Ce qu’Allison dit de la Chine
Sur la Chine elle-même, le livre est beaucoup plus nuancé que son usage ne le laisse entendre. Allison ne présente pas la Chine comme une puissance agressive animée par une volonté de domination mondiale. Il la présente comme une puissance qui cherche à retrouver la position qu’elle occupait dans son espace régional avant le « siècle des humiliations », de 1839 à 1949. Cette ambition est, à ses yeux, légitime et compréhensible. Le problème n’est pas la Chine : c’est la collision entre cette ambition légitime et les engagements américains dans la région Asie-Pacifique.
Il note avec une ironie grinçante que les États-Unis appliquent au Pacifique exactement la doctrine Monroe qu’ils ont imposée dans leur propre hémisphère au XIXe siècle : une zone d’influence exclusive, hors de portée des grandes puissances extérieures. Quand la Chine revendique quelque chose d’analogue en mer de Chine méridionale, Washington s’en indigne. « Imaginez comment les États-Unis réagiraient si la Chine établissait des alliances militaires au Mexique et au Canada. »
Ce que le piège n’explique pas
Allison est suffisamment honnête pour identifier les limites de son propre concept. Le piège de Thucydide ne s’applique pas mécaniquement à toutes les rivalités de puissance. La dissuasion nucléaire change radicalement le calcul stratégique : une guerre directe entre deux puissances nucléaires a une probabilité de destruction mutuelle assurée qui n’existait pas dans le monde grec.
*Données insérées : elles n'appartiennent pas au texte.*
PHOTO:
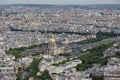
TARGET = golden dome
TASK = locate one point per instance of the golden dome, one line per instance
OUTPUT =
(52, 40)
L’interdépendance économique sino-américaine, deux économies dont les chaînes de valeur sont profondément imbriquées, crée des coûts à la guerre qui n’avaient pas d’équivalent historique.
Et surtout, les capacités de communication et de gestion de crise entre grandes puissances ont considérablement progressé depuis 1914. Les lignes directes, les mécanismes de désescalade, la diplomatie militaire : autant d’outils qui n’existaient pas quand l’Europe a glissé dans la guerre par somnambulisme.
Un plaidoyer pour la diplomatie
La partie la plus importante du livre est sa dernière partie, qui propose douze leçons tirées des cas historiques pour éviter le piège. Ce sont douze recommandations concrètes de politique étrangère, qui font du livre non pas un traité de fatalisme mais un manuel de gestion de crise entre grandes puissances.
La plus frappante est peut-être la plus simple : ne jamais humilier l’adversaire inutilement. Les humiliations créent des rancœurs qui durent des décennies et alimentent les demandes de revanche.
Le grand malentendu
Un livre qui analyse les conditions historiques de la guerre est devenu la preuve que la guerre est inévitable. Un auteur qui consacre sa conclusion à plaider pour la diplomatie est cité comme le prophète de l’affrontement. Un concept construit pour alerter les dirigeants est devenu un fatalisme commode qui dispense d’agir.
C’est le destin des grandes formules : elles finissent par vivre indépendamment des livres qui les ont engendrées. Le piège de Thucydide est tombé dans son propre piège : celui du slogan qui écrase la pensée qu’il était censé transmettre.
Allison, lui, continue de répéter que la guerre entre les États-Unis et la Chine n’est pas inévitable. Mais personne ne l’entend, parce que tout le monde est trop occupé à citer son titre.